- Charge: extrajudicial detention

= Khaled Ben Mustafa =

Khaled Ben Mustafa is a citizen of France who was held in extrajudicial detention in the United States Guantanamo Bay detainment camps, in Cuba.
The Department of Defense reports that Mustafa was born on January 9, 1972, in Lyon, France.
His Guantanamo Internment Serial Number was 236.

Although originally convicted in France, his trial was overturned and he was released in February 2009.
On February 17, 2010, the Court of Cassation, a higher court, ordered a re-trial of Khaled Ben Mustafa and four other men.
On January 18, 2012, Sophie Clement, the investigating magistrate in Ben Mustafa's case, requested permission from the US to travel to Guantanamo to investigate the claims Ben Mustafa and other men had made that they were tortured there.

==Official status reviews==

A Summary of Evidence memo was prepared for his tribunal. The memo accused him of the following:

a. The detainee is a member of al Qaida and supported military operations against the United States or its coalition partners:
1. In July 2001, and using a falsified Pakistani travel visa, the detainee traveled from France to London to Pakistan and finally into Jalalabad, Afghanistan.
2. The detainee traveled with other al Qaida recruits, but they were instructed to "ignore each other during the voyage."
3. When the detainee arrived in Jalalabad, he and his traveling companions were sent to the "House of the Algerians."
4. While at this location, an instructor showed the detainee how to de-assemble and re-assemble a Kalashnikov.
5. In August 2001, the detainee left by taxi for Kandahar, Afghanistan, via Kabul, to begin their training.
6. The detainee waited for ten days in Kandahar so that a larger group of around thirty people could jointly undergo training, but soon traveled back to Jalalabad.
7. In November, as the city of Jalalabad was falling, the detainee escaped to the Tora Bora Mountains and remained there during the bombardment by coalition forces.
8. The Pakistani Military Authorities arrested the detainee as he and a group of other men were trying to cross the border from Afghanistan into Pakistan.
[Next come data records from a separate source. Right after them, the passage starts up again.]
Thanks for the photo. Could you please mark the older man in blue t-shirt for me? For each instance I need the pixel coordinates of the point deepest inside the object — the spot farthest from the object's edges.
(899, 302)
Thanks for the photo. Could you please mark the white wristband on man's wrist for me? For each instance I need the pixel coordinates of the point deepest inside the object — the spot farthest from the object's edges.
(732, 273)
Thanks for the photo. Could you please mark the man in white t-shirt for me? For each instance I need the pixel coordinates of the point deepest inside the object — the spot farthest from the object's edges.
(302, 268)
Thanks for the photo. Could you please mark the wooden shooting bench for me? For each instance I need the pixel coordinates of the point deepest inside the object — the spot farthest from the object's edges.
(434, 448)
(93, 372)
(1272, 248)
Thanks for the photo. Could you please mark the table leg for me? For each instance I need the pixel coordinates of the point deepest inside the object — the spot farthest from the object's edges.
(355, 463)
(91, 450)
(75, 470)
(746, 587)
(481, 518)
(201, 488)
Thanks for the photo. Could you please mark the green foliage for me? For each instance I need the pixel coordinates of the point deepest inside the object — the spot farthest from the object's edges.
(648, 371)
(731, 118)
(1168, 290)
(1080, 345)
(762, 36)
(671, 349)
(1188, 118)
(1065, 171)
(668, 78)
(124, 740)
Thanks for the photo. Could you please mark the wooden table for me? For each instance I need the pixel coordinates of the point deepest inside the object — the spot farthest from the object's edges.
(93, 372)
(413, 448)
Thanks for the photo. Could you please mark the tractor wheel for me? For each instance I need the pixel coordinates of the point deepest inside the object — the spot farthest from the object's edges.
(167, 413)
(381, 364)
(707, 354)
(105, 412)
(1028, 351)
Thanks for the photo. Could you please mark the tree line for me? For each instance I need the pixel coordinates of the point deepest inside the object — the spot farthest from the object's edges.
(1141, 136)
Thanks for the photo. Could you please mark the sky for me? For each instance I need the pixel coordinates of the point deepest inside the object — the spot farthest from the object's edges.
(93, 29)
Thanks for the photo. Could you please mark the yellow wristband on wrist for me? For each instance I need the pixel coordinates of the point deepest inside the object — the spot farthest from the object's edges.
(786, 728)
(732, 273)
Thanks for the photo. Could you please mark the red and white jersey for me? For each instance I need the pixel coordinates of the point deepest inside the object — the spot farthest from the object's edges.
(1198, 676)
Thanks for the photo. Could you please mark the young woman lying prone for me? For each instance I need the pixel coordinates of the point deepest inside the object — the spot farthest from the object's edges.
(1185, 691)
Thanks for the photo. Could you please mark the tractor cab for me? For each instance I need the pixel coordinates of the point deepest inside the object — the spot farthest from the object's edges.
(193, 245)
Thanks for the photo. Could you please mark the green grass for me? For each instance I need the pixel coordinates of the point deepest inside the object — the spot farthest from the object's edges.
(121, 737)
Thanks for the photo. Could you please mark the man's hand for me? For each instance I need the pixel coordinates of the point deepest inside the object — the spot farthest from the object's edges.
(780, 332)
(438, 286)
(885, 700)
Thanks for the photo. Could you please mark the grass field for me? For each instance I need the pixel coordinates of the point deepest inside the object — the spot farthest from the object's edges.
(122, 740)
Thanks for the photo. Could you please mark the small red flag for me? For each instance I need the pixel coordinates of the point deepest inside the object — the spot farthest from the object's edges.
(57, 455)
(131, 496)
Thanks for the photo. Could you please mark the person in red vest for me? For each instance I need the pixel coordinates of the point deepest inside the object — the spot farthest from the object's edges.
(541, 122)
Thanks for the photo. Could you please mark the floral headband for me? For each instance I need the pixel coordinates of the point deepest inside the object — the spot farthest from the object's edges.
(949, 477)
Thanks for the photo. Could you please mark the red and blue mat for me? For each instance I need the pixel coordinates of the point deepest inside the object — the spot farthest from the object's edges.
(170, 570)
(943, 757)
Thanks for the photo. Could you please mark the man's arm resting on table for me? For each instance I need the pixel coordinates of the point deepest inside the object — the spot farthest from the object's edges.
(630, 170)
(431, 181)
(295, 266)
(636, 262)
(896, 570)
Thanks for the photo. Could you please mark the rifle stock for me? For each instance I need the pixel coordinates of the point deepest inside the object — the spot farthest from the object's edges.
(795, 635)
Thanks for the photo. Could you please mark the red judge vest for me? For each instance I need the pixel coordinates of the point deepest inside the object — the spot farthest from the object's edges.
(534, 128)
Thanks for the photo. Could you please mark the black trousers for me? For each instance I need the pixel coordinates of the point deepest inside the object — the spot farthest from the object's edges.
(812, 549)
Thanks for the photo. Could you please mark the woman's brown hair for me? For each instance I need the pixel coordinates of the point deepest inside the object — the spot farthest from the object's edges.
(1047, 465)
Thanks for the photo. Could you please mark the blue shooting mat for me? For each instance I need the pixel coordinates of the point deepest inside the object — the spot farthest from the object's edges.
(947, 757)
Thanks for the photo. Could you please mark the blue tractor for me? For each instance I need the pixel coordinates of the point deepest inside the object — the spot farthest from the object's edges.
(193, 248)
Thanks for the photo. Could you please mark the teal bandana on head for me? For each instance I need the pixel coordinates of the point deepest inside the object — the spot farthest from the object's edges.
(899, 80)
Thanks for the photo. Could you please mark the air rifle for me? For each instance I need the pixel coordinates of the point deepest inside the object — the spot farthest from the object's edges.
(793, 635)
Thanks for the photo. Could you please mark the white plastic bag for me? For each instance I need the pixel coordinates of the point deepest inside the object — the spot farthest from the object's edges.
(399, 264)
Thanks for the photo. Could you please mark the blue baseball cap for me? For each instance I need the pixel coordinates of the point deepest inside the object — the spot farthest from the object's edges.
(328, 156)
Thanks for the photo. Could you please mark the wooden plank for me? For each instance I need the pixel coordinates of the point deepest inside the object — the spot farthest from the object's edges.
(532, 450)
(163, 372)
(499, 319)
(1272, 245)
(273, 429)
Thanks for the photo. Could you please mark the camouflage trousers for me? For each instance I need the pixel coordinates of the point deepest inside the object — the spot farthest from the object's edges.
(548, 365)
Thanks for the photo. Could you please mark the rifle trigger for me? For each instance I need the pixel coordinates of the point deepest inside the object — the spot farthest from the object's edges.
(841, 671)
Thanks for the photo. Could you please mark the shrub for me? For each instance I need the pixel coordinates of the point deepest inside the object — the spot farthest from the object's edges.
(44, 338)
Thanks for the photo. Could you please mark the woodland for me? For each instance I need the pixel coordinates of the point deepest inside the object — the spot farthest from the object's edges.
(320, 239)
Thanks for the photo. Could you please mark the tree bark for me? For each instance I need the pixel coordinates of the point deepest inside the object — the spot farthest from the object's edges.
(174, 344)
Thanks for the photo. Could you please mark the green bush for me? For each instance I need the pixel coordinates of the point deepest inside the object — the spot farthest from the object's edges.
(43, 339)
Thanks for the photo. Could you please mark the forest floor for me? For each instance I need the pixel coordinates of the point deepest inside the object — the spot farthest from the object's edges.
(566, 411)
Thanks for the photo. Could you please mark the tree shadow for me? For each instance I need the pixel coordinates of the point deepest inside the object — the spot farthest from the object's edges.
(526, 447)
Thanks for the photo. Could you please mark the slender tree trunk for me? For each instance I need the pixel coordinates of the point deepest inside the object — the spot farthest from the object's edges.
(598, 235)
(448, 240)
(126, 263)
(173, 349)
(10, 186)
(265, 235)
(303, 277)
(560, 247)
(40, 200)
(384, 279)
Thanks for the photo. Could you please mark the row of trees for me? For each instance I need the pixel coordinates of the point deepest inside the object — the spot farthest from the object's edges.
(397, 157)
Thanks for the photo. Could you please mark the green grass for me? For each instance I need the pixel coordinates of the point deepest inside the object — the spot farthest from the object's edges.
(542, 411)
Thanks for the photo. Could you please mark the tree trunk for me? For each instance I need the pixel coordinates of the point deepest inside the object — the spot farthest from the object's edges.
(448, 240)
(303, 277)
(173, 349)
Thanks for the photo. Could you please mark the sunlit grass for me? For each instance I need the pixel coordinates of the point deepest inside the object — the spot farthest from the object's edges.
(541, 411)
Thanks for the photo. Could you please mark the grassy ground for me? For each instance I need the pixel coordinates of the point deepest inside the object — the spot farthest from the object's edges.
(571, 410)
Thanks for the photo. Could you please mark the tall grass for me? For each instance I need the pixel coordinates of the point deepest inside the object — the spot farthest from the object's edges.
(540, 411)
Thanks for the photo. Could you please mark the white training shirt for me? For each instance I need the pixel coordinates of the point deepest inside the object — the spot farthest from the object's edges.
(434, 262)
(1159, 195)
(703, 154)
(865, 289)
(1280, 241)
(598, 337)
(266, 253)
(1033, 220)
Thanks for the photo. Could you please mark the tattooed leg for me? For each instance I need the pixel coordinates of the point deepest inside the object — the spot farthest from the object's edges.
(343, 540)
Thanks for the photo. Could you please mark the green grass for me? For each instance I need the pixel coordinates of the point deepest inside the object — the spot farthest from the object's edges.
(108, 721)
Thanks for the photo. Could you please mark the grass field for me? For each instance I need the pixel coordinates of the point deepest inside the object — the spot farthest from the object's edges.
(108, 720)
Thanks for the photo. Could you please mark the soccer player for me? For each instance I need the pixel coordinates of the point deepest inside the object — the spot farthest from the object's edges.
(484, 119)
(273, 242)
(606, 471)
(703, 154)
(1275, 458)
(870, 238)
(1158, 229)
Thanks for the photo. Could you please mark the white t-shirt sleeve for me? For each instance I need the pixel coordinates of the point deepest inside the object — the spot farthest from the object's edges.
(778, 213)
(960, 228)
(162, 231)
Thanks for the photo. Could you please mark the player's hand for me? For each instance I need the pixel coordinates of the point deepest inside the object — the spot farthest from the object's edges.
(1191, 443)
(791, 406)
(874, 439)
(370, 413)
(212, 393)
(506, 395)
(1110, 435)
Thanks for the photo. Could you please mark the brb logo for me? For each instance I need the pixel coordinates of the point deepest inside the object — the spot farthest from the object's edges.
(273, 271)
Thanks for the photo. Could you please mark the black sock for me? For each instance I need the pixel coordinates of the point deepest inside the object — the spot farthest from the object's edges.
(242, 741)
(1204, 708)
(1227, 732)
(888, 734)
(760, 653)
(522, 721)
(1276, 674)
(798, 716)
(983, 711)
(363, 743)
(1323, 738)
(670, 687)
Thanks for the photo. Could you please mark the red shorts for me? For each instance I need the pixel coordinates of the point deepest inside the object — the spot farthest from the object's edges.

===Formerly secret Joint Task Force Guantanamo assessment===

On April 25, 2011, whistleblower organization WikiLeaks published formerly secret assessments drafted by Joint Task Force Guantanamo analysts.
Ben Mustafa assessment was three pages long, and recommended transfer to another country.
His assessment was signed by camp commandant Jay W. Hood.

==Comments on the June 10, 2006 simultaneous death of three Guantanamo detainees==

On June 23, 2006, Mustafa wrote about the deaths of the three detainees Mana Shaman Allabardi al Tabi, Yasser Talal al Zahrani and Ali Abdullah Ahmed who died on June 10, 2006, in Guantanamo.
Mustafa knew all three men.
He said Yasser had invited him to visit him, in Saudi Arabia, once they were released. This suggested to Mustafa that Yasser really didn't commit suicide. Mustafa said all three men had memorized the entire Koran.

==French trial==

Khaled Ben Mustafa, and four other French citizens, were convicted in 2007 of "criminal association with a terrorist enterprise."
They had their convictions overturned on appeal on February 24, 2009. Their convictions were overturned because they were based on interrogations conducted in Guantanamo, and the interrogations were conducted by French security officials, not law enforcement officials.

On February 17, 2010, a higher court of appeals, the Court of Cessations, re-instated the charges against the six men. On January 20, 2011, Mustafa's lawyers cited diplomatic cables published by whistleblower organization WikiLeaks which they argued showed inappropriate cooperation between French and American officials.
On January 18, 2012, Sophie Clement, the Chief Investigating Magistrate in the six men's case, requested permission to go to Guantanamo, to investigate the claims of Ben Mustafa and the other men that they had been tortured. She requested access to the internal documents about the men.

According to the Associated Press,
Philippe Meilhac, Ben Mustafa's lawyer, described Clement's request as "unprecedented":

This [request] is unprecedented. But it's normal that the judge leading the investigation approach those concerned at Guantanamo to verify these claims.